Re: bipedalism

Kiran Wagle (groo@netcom.com)
Sat, 15 Apr 1995 10:58:04 GMT

Elaine@desco.demon.co.uk (Elaine Morgan) wrote:

> The fact remains that ...none of them gets endorsed by a majority of the
> peer group as sufficiently persuasive to make further speculation
> redundant.

Can you say the AAT gets endorsed by a majority of the peer group as
sufficiently persuasive?

> You are only saying what one reviewer said, that we have a plethora of
> theories about bipedalism rather than the paucity that AAT suggests.
> Can't you see it comes to the same thing?

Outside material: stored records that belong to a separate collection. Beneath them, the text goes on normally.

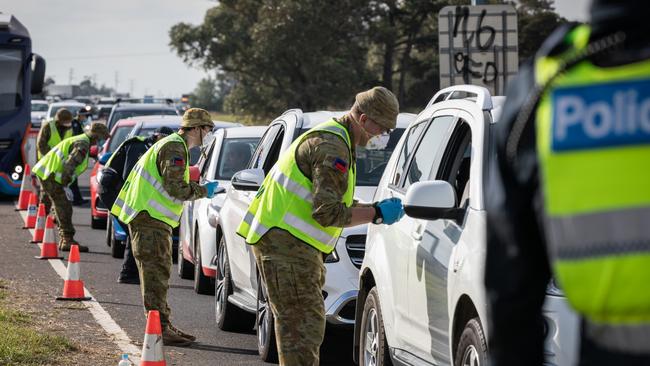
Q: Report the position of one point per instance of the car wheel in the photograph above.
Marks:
(185, 267)
(202, 283)
(265, 324)
(472, 348)
(373, 347)
(229, 317)
(97, 223)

It doesn't seem like the same thing to me. If AAT suggests a paucity of
theories, it's one idea amongst very few ideas, and as such may carry more

weight than it would if we have lots plausible ideas that don't require
this extra step (of dwelling in water.)

> As long as anthropologists insist on posing the wrong question "Why
> did bipedalism emerge on the savannah?" they will continue to get a
> long string of half-baked and far-fetched speculations. The answer to
> "Why did bipedalism emerge in water?" does not have a plethora of
> answers, it has one. Unlike any of the savannah ones it can be
> expressed in a sentence: to keep their heads above water.

Awright. But: DID bipedalism emerge in water? That's a big claim, IMO.